Was darf man also genauer im Programm erwarten? Die Sets des Wochenendes schon vorab in intimerer Atmosphäre? Plant ihr Installationen zu zeigen oder gar völlig neue (Club)Formate entstehen zu lassen? 

Wir wollen das Programm divers halten. Harter Techno, so sehr wir ihn lieben, wird bei uns leider schwer. Sehr tiefe Bassfrequenzen sind auf Grund der Anrainer*innen kaum möglich und ohne eine gewisse Lautstärke entfalten die auch nicht ganz ihre Wirkung. 

Bisher haben wir Merkwürdig, Club Pompadour, Non Funxion, Blvze, Hausgemacht, Musical Collective, Off the Grid, Sisters, Vlan.live oder auch Belly Dance Services am Programm. Wir wollen, dass sich die Szene selbst das Programm zusammenstellt, welches in den Ponyhof passt. Sie können am Abend selbst entscheiden, wer von den Kollektiven spielt. Oder sie kündigen es davor an und erstellen selbst einen Flyer. Wir sind für beides offen. Raphi und Marcell, Freunde von uns, wollen zum Beispiel im Sitzen Platten zocken, von Soul bis Hip Hop, und nennen sich dabei »Fresh & Lazy«. Das sind Konzepte, die wir uns in einem Wohnzimmer unter der Woche wünschen.

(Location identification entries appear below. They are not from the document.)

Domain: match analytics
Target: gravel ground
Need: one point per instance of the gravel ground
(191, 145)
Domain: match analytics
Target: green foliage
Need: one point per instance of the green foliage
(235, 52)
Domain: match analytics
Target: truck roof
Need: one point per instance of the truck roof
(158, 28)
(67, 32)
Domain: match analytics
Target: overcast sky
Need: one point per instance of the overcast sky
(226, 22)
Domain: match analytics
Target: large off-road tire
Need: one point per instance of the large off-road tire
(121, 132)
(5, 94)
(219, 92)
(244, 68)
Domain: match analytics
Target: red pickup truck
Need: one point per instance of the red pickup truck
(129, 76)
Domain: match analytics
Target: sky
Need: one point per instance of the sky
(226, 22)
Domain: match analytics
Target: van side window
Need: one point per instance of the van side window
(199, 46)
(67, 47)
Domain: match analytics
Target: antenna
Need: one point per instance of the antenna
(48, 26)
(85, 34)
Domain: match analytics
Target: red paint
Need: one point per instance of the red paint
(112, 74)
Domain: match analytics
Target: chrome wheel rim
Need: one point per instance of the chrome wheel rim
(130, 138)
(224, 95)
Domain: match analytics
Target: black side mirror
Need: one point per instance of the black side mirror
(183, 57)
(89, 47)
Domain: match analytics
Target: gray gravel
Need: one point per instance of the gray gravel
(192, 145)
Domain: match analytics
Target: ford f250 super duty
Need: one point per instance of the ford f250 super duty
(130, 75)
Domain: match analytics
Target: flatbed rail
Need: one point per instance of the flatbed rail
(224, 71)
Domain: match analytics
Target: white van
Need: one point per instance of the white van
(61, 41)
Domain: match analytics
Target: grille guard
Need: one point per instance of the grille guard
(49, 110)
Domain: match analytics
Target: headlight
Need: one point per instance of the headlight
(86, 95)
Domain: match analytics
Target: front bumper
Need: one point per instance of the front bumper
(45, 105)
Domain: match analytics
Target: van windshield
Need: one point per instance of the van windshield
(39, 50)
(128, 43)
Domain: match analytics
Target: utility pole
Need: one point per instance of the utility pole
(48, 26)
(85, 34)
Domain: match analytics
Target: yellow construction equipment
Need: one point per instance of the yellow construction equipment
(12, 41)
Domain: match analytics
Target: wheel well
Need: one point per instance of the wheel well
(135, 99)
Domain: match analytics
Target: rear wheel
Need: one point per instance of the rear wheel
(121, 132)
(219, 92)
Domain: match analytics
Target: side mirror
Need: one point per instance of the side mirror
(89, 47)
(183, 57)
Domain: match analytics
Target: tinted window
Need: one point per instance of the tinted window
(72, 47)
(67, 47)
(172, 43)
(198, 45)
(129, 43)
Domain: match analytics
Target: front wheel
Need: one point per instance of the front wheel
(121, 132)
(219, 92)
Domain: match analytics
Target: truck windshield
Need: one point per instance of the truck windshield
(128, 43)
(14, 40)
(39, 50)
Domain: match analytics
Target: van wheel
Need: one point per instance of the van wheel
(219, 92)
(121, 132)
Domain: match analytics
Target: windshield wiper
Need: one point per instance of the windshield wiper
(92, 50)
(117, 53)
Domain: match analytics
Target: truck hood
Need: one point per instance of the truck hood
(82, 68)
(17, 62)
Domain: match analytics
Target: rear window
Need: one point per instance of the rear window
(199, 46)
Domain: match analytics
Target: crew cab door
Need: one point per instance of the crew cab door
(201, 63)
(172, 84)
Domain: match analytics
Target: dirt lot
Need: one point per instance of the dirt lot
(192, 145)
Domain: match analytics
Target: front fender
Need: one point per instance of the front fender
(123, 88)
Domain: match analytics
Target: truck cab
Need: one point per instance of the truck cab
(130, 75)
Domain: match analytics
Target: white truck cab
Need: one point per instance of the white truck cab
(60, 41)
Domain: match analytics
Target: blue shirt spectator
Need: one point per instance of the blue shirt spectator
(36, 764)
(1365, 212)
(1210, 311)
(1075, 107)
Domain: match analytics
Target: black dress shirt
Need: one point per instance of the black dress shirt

Manche Veranstalter*innen denken außerdem bereits über Ausstellungen, begleitende Radiosendungen oder auch sozio-kulturelle Diskurse nach. Ein Kollektiv trifft sich zum Beispiel vor dem eigentlichen Programm und der offiziellen Öffnungszeit zum monatlichen Stammtisch.

Ist euer Programm bereits voll oder können sich noch Kollektive und andere Interessierte bei euch für Abendgestaltungen melden? 

Unser Programm ist bereits gut gefüllt. Für November gibt es nur noch einige wenige Termine. Dezember gehen wir erst in den nächsten zwei Wochen an. Bis dahin haben wir auch ein bissl Erfahrung sammeln können und es wird ersichtlicher, was der Raum und die Soundanlage hergeben und was nicht.

Der Ponyhof fährt eine Null-Toleranz-Politik gegenüber Diskriminierung und verzichtet auf Fotos.

Kann und darf bei euch im lokal getanzt werden? 

Klar darf bei uns getanzt werden. Wir haben eine kleine Tanzfläche, die am Opening Wochenende auch gesteckt voll war. Ja, die Leute hätten es gerne ein Stück lauter gehabt, allerdings müssen wir hier auch auf unser Umfeld achten, bis wir alle Schwachstellen entdeckt und ausgebessert haben, damit das Vergnügen der einen nicht zur Belastung für andere wird. 

An der Tür wird es jeden Tag einen einstelligen Eintrittspreis geben. Wie funktioniert dieses Konzept genau?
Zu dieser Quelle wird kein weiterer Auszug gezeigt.